"Snakes" piano sheet music for beginners makes reading notes easier by focusing on just one question: which way does the note go? It can only go up, down, or stay the same. And it doesn't matter where they start!
Pick any piano key!
"Snakes" is the next step after Wormies, another piece of free kids' sheet music. Pick any key on the piano to be the starting note, use only your pointer finger, and you're off to the races!
Make it easy - just one problem at a time!

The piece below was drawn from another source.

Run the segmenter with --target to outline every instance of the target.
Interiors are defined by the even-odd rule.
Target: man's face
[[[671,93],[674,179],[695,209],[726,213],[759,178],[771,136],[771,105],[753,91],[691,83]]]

This piano sheet music for beginners helps by focusing on just one question: which way does the note go? With no clef sign or time signature to muddy the waters, students only need ponder, "Line note? Space note? Moving up -- or down? Or the same!"
Just one finger
Kids like a challenge that calls on a single skill. No finger numbers to worry about -- just use the pointer finger. And you can pick any key to be the starting note! So this is an easy exercise to get perfect.
Quick success is fun for students
It makes them feel smart, and tells me instantly if there's comprehension in their note-reading. Writing big fat notes (an exercise we do frequently as part of learning to read notes) on a whiteboard is one thing -- somehow the notes don't look the same printed small on a page.
Only a bit at a time
For young kids, I might assign just #1 the first week, to be played 2x a day. Next week, #2. Very often, the kids will go ahead on their own, because they find this piano sheet music for beginners so easy.
Don't let them memorize it!
With older kids, I almost always suggest that each day they do a different Snake. This way, they don't quickly memorize the way each exercise sounds. (Memory, though a wonderful asset in itself, can work against sight reading.)
Using the metronome
Sometimes I ask students to play these exercises with the metronome, giving them a Slow, a Medium, and a Fast speed to try. (Tell them NOT to count four beats for each note even though the notes look like whole notes -- but as beginners, they probably won't think of doing that unless their mother is helping them! Just one tick for each note. And set the speeds slower than you might think.)
Playing with a group
When I ask for solos in a group setting of new beginners, kids frequently wish to play a Snake. The other kids and I will follow along (keeping their attention from wandering) by calling out, "Start," (that's what we call the first note, as this is an exercise only about reading steps and not real staff notes), "up - up - up - down, up -" etc.
This idea works with skips (3rds) too
When kids have mastered these exercises, they are usually ready to go on to "Snakes Go for a Walk," which introduces skips into the mix. The skips are "hidden" -- that is, I don't tell them where they are. It can be surprisingly hard to spot them for beginners, so I start it slow; #1 has 1 hidden skip, #2 has 2 hidden skips, etc.
Tips from Martha Beth
I'd like to thank a teacher I know only as Martha Beth for the concept of Worms and Snakes. She has a wonderfully helpful website filled with suggestions on the substance of piano teaching, from how to set up a studio, to piano technique, to piano repertoire. Her site is well worth multiple visits.
I hope your students enjoy this piano sheet music for beginners!